I finished Henry Jenkins' Convergence Culture while up in Chicago, and my brain is still cataloging the information. As usual, I read the book with pen in hand. The margins are full of notes and brackets. Lines and passages are underlined. Good stuff.
The biggest praise I have for the book is the fact I've had the chance to reference it in conversation at least 5 times since Gmail - Inboxfinishing it two days ago. It's not that all of Jenkins' ideas are necesarily unique. I found myself dazing through a few passages containing thoughts and notions with which I am already familiar or putting into practice. No, what struck me about the book was the way it, itself, acted a conduit for convergence of the ideas and examples Jenkins writes about.
In reading about the interweaving of storylines across media in the Matrix universe, I found myself hopping online mid-paragraph to download referenced movies and read more about storylines that had been missed. I couldn't even read the book in isolation. Were it an e-Book on a PDA or the like, I would have been set.
One downfall of the tome is it's lack of or passing attention paid to Myspace, Youtube and Wikipedia. This is not to mention RSS feeds and Skype. Were these tools not as priminant when Jenkins was writing in '05-'06? The other possibility, of course, is that Jenkins chose not to include them for fear that they might overload what is a user-friendly introduction to the ideas of convergence and web 2.0.

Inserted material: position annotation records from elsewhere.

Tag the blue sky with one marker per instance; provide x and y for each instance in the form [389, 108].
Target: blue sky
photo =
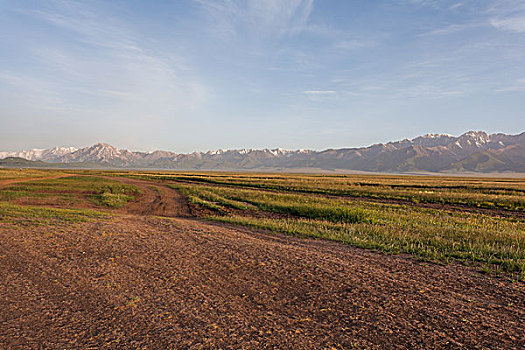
[195, 75]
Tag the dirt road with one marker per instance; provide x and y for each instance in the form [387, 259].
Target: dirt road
[138, 281]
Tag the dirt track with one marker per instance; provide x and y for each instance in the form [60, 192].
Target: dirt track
[137, 281]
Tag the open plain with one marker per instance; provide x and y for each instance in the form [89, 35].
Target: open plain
[101, 259]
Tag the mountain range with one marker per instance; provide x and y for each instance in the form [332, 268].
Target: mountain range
[474, 151]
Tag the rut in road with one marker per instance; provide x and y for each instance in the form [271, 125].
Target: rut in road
[155, 200]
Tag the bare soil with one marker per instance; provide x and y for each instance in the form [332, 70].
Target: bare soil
[139, 281]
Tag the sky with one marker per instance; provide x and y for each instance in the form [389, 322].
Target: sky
[198, 75]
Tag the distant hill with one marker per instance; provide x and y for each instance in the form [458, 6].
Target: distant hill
[474, 151]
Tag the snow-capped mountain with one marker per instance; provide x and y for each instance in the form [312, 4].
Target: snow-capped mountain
[472, 151]
[46, 155]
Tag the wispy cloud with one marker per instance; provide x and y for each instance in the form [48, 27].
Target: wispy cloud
[319, 92]
[230, 18]
[518, 85]
[508, 15]
[106, 61]
[354, 44]
[513, 24]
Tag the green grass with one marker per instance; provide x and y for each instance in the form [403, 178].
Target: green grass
[29, 215]
[507, 194]
[101, 192]
[487, 241]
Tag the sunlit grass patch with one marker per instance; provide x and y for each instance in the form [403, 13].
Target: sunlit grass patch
[72, 189]
[18, 214]
[429, 234]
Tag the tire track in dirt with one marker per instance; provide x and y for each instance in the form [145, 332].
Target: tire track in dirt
[139, 281]
[143, 282]
[155, 200]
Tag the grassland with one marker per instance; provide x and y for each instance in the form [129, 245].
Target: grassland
[375, 212]
[80, 191]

Whatever the reason, Convergence Culture is a worthwhile read I'm sure to be talking and posting about for quite some time. I should give a shout out of thanks to Will Richardson for mentioning this book over the summer at the Building Learning Communities '06 conference. It's been on my shelf since I got back to Sarasota from Boston (I think I ordered it on Amazon just after his break-out session), but I haven't had a chance to sit down and read until spring break.
I'm working on A Long Way Gone: Memoirs of a Boy Soldier by Ishmael Beah now. Wow, compelling reading. Truly. I heard about the book when Beah was on The Daily Show. Unfortunately, Beah's account closely mirrors Dave Eggers' fictionalized refugee of one of the Lot Boys of Sudan in What is the What? I say unfortunately because it shows how such similar atrocities took place while the world stood watching. I'm not claiming to have any solution or to know what we could have done, but something. Something. All right.